Von großer Bedeutung für die Zukunft der Rüstungskontrolle könnte die mehrfach erwähnte Offenheit sein, mit der die Sowjetunion nach anfänglichem Schweigen den Unfall, seine Ursachen, seine Auswirkungen und die sowjetischen Gegenmaßnahmen behandelt hat.

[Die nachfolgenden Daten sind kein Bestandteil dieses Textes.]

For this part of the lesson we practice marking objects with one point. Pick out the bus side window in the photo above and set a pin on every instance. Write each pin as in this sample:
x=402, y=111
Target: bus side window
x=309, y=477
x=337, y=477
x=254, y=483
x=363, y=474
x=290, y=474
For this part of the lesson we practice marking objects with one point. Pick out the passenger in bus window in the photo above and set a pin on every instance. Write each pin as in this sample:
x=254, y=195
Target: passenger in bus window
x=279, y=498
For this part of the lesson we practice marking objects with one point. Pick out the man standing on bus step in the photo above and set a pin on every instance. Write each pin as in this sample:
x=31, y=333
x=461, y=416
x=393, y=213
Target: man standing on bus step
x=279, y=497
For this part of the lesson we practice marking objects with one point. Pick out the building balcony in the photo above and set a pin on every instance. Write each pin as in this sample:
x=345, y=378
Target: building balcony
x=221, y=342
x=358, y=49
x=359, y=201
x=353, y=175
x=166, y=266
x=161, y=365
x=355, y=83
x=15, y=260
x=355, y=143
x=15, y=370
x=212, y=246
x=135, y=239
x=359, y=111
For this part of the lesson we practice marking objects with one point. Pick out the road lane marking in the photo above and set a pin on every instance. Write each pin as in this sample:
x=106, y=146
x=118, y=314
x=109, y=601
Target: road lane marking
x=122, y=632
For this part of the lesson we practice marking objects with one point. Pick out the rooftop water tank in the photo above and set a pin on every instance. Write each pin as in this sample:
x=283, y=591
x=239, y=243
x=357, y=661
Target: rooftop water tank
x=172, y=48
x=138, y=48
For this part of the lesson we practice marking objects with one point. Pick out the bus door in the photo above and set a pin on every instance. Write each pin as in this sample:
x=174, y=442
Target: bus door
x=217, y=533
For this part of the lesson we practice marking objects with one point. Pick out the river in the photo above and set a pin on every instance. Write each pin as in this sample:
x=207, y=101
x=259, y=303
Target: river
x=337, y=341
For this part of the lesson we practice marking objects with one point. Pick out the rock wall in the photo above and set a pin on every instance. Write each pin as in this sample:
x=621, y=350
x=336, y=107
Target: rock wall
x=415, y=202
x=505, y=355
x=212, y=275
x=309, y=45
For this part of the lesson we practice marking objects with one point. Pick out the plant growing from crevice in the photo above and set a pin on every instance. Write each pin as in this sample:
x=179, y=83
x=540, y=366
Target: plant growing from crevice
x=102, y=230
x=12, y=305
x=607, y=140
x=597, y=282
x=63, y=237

Was den anfäng-liehen Informationsmangel angeht, so ist zunächst die traurige Tatsache festzuhalten, daß diese Praxis bei Unfällen in kerntechnischen Anlagen leider keine sowjetische Erfindung ist, sondern eine reiche Vorgeschichte auch in westlichen Ländern hat Es scheint auch, daß die Zurückhaltung wichtiger Informationen in der ersten Woche nach dem Unfall eine länger zurückgehende Kontroverse in der sowjetischen Führungsspitze widerspiegelt, in der sich Gorbatschow, der größere Offenheit für notwendig hält, mit dem Widerstand sowjetischer Traditionalisten auseinanderzusetzen hat, die an einer strikten Kontrolle und Begrenzung öffentlicher Information festhalten wollen
Wenn die Ereignisse nach dem Mai 1986 einen längerfristigen und tiefergehenden Trend reflektieren, so hat die Gorbatschow zugeschriebene Position ganz offensichtlich Fortschritte gemacht. Die im Westen durchaus unerwartete, außergewöhnliche Offenheit und Bereitschaft zur Selbstkritik, mit der die Sowjets auf der Expertentagung zur Unfallanalyse im August 1986 die Ereignisse in Tschernobyl behandelt haben, brachten die bisweilen hämischen Vorwürfe zum Schweigen und provozierten erstaunte Anerkennung und Lob sogar auf Seiten der Gegner der Sowjets. Das soll nicht heißen, daß alle erwünschten Informationen auch wirklich gegeben wurden; die Zusammensetzung der Brennelemente zur Unfallzeit beispielsweise wurde nicht völlig befriedigend aufgeklärt. Gemessen an bisherigen sowjetischen Maßstäben ist der Fortschritt jedoch unverkennbar. Ein Indiz dafür, daß die neue Offenheit ernst genommen wird, war die Unterrichtung der IAEO über den Unfall eines sowjetischen nuklearstrategischen Unterseebootes Anfang Oktober 1986 durch die sowjetische Regierung Der neue sowjetische Stil läßt Hoffnungen keimen, daß eines der schwierigsten Hemmnisse der Rüstungskontrolle, die Verifikation, in Zukunft leichter zu lösen sein wird als bisher. Die sowjetischen Verhandlungspositionen in den verschiedenen Rüstungskontrollfora haben bereits erkennen lassen, daß eine gewisse Auflockerung der früheren ablehnenden Haltung in Verifikationsfragen eingetreten ist. Tschernobyl könnte dazu führen, daß sich diese Öffnung beschleunigt. Da Fortschritte in der Rüstungskontrolle für die Robustheit des Regimes dringend notwendig sind, wäre eine solche Entwicklung heilsam. Die Beziehungen zwischen den Anstrengungen, die nukleare Betriebssicherheit zu erhöhen, und der Nichtverbreitungspolitik sind nicht stark und sie sind indirekt; sie sind aber vorhanden und sind vielfältig. Gegenwärtig sind sie noch undeutlich, man darf sie keinesfalls überschätzen. Es ist auch denkbar, daß sie nicht zur Entfaltung kommen. Sie bieten jedoch eine Chance, daß sich aus dem schrecklichen Unfall in der Ukraine wenigstens begrenzte positive Folgewirkungen ergeben können.